Clinically, there is a great importance in the identification of biomarkers which can serve as predictors for metastasis and patient prognosis in cancer. To this end, researchers have recently used persistent homology techniques, in an exploratory data analysis fashion, to identify biologically meaningful geometric properties of single cell data (Lockwood and Krishnamoorthy, 2015). In this method, data was first transposed and analyzed in its dual space with each gene represented in a much lower dimensional sample space, thus circumventing the problem of high dimensionality that is typical of single cell data. A small set of genes (120–200) were then selected as landmarks (De Silva and Carlsson, 2004) and a family of nested simplicial complexes was constructed, indexed by a proximity parameter. Unlike many other methods which focus on the analysis of zero dimensional homology groups (DeWoskin et al., 2010; Nicolau et al., 2011), thus performing analyses which are topologically equivalent to clustering, this study focused their efforts on identifying loops of one dimensional homology groups which persist over a large range of values of the proximity parameter, hypothesizing that connections around holes imply nontrivial interactions among genes and biological functions which could have implications for tumorigenesis. Repeating this process for various landmarks, features which remain stable over large ranges of both the proximity parameter and number of landmarks could be detected. Applying these techniques to five different cancer data sets from brain, breast, ovarian, and acute myeloid leukemia cancers, many members of the significant loops in the one dimensional homology groups that were found have been previously shown to be accurate biomarkers for cancer biogenesis, while others serve as potential new markers which have yet to be experimentally validated.
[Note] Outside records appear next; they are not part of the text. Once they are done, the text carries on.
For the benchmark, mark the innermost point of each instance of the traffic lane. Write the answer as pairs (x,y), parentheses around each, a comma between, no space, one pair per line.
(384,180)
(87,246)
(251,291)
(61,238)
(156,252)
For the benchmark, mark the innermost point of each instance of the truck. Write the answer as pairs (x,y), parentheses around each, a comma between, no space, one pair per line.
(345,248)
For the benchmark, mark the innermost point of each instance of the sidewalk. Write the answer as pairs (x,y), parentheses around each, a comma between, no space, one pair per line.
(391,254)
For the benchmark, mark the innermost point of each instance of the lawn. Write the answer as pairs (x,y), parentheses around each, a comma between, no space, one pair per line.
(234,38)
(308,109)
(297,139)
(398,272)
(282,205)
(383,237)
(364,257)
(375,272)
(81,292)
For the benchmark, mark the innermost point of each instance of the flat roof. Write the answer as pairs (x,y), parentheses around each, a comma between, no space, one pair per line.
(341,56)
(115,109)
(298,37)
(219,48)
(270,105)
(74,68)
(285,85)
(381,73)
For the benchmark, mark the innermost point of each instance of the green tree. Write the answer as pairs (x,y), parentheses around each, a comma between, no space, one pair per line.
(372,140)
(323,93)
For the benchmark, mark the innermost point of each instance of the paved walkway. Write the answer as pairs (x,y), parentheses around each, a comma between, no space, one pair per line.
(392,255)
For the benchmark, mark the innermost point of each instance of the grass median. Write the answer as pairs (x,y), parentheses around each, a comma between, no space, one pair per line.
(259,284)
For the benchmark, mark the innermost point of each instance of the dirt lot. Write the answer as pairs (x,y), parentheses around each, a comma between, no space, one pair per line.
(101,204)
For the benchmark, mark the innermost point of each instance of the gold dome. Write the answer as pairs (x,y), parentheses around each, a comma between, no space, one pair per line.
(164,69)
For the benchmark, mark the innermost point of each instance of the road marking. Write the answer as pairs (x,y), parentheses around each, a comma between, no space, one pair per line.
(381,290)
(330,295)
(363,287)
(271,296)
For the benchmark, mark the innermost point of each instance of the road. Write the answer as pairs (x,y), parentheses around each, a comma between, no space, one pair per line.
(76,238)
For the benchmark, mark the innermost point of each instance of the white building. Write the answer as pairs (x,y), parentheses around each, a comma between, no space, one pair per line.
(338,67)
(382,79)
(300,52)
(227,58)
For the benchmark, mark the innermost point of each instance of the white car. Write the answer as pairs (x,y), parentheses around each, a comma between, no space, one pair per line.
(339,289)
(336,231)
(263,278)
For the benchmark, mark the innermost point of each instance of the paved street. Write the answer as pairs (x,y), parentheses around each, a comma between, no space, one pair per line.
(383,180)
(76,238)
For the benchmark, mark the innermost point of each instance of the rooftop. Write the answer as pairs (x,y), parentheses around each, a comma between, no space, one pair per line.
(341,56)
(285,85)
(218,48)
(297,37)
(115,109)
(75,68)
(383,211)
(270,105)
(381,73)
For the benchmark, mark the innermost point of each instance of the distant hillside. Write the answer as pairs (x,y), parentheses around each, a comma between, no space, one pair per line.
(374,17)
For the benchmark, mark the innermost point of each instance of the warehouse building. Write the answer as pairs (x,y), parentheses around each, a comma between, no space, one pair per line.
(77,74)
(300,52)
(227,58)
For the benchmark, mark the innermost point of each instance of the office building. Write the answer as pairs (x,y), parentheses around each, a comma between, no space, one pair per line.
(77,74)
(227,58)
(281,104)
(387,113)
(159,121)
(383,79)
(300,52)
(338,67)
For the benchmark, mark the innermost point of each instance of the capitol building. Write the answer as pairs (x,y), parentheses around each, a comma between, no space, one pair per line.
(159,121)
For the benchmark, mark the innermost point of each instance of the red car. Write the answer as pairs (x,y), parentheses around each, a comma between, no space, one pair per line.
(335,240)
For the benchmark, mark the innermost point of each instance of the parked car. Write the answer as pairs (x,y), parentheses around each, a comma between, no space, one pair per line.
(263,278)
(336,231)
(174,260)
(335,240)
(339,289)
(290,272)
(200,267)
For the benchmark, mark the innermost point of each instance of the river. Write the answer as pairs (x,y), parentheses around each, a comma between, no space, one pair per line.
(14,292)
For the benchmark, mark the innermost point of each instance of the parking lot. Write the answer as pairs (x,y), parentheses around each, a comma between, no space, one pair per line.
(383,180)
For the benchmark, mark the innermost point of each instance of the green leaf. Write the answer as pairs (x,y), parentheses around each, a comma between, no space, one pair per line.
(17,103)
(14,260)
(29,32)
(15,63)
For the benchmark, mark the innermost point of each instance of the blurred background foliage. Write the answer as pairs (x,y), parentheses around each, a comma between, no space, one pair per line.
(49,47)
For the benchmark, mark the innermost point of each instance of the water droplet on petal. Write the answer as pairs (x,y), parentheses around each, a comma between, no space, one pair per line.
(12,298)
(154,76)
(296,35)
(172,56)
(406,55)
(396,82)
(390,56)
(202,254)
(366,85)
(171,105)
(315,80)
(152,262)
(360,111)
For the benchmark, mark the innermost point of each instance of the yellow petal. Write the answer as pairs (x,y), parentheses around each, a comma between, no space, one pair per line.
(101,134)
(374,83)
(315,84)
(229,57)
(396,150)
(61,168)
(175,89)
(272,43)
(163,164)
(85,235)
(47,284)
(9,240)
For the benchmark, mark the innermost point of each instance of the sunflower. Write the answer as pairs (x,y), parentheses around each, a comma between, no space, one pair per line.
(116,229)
4. Tumor Segmentation and Computer-Aided Diagnosis

Computerized methods can efficiently and effectively identify quantitative image features that are otherwise difficult to spot by manual inspection (Yu et al., 2016). Quantitative morphological features extracted from H&E stained slides, such as Zernike shape features, have been shown to predict survival in lung adeno- and squamous cell carcinoma (Yu et al., 2016). Recent advances in next-generation sequencing technologies gave rise to a plethora of approaches that quantify and characterize the genotypic diversity within a given tumor. Evidence supporting a quantitative relation between genotypic and morphological ITH followed. A quantitative image analysis approach that complements genomic profiling with geographical information was developed (Yuan et al., 2012; Andor et al., 2016). Furthermore, the authors characterized cellular heterogeneity by distinguishing between well-defined cell-populations (stromal cells, lymphocytes, cancer cells). However, so far qualitative details of how this diversity in morphology is structured (i.e., how many subpopulations are present and what their geographical boundaries are on the H&E slide) are unknown.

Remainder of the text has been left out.